Travis turned his head on the pillow, tried to withdraw into the bed. The silence hung for a few moments, until I spoke up. “Sheyenne, you already know where he got the money.”
Sometimes when you love somebody, you don’t want to see what’s staring you in the face. It’s that voluntary blindness when it comes to family members. She gaped at her brother. “You didn’t! You pawned our jewelry to spend the money in a brothel?”
“Not all of it,” he said in a very small voice.
“I don’t believe this, Travis! Even after I’m dead you’re still jerking me around!”
“Look, I’m sorry.” He weakly raised his hands. “She was so pretty and . . . I got carried away. I didn’t think it would turn out—”
“Just stop at ‘I didn’t think’!” Her spectral form glowed brighter as her fury became incandescent. “I—I need to leave before I say something I will regret for the rest of my . . . forever. I don’t know why I bother.”

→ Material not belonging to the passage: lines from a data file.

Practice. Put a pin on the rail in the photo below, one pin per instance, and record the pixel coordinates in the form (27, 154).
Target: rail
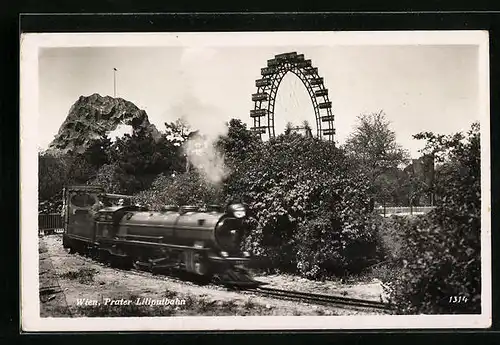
(403, 210)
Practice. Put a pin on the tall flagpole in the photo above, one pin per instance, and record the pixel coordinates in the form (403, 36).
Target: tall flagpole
(114, 81)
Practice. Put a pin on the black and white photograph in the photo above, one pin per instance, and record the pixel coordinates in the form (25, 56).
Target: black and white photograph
(255, 181)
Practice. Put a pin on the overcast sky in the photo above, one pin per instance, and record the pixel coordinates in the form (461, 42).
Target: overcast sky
(420, 88)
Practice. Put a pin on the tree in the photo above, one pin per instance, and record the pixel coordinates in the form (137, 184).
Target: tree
(288, 128)
(307, 208)
(238, 143)
(374, 149)
(139, 158)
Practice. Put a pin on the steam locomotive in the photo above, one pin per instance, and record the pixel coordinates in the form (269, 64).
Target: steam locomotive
(204, 243)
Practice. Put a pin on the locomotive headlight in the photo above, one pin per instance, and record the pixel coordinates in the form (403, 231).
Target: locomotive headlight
(238, 210)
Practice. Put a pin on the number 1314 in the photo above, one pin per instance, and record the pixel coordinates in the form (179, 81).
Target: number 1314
(458, 299)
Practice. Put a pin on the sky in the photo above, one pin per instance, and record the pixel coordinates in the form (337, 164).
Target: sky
(418, 87)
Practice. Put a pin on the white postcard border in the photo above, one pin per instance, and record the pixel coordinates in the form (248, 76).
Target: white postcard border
(30, 315)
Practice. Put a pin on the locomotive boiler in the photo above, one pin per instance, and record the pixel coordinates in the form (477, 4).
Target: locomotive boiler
(203, 242)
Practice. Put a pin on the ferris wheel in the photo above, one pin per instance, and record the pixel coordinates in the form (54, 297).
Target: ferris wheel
(267, 87)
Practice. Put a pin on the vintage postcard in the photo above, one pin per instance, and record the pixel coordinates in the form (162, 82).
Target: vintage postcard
(255, 181)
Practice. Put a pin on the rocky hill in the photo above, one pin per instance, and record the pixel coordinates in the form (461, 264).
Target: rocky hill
(94, 116)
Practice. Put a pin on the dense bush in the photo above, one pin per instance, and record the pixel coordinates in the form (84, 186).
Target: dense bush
(181, 189)
(442, 249)
(308, 207)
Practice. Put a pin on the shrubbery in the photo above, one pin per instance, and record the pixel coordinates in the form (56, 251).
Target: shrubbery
(182, 189)
(442, 249)
(309, 208)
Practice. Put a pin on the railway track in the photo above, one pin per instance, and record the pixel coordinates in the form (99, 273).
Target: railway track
(312, 298)
(265, 291)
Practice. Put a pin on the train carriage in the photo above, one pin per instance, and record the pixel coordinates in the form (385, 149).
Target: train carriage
(202, 242)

In disgust, without even a glance at me, Sheyenne departed straight through the solid wall. I was required to leave by more conventional means, but not before I turned my most baleful glare on Travis. And zombies have a knack for baleful glares.
“I’m tired,” Travis muttered; it sounded like a whimper. “Leave me alone, I need to rest.”
“Normally I don’t get involved in family matters,” I said in my most threatening tone, “but if you mess with Sheyenne, I promise I’m going to get very involved.”
At my undead pace it was difficult to storm off, but I did the best I could.
Chapter 25
At noon, McGoo invited me to attend the autopsy of Snazz the gremlin, as his personal guest. VIP seats. It’s great to have friends in the right places.
I arrived at the thick metal door at the rear of the morgue, and the fidgety ghoul attendant asked for my ID, compared it with the approved names on his clipboard, and checked me off the guest list.
Inside, McGoo lounged in a hard plastic chair, holding his usual cinnamon latte. “Hey, Shamble, how many ghouls does it take to wallpaper a room?” Before I could stop him, he said, “Depends on how thinly you slice them.”
I looked around the morgue. “What are you trying to do, make all the corpses get up and walk out of here groaning?”
“You never appreciate fine humor.”
“Hmm, I haven’t heard any in a long time.”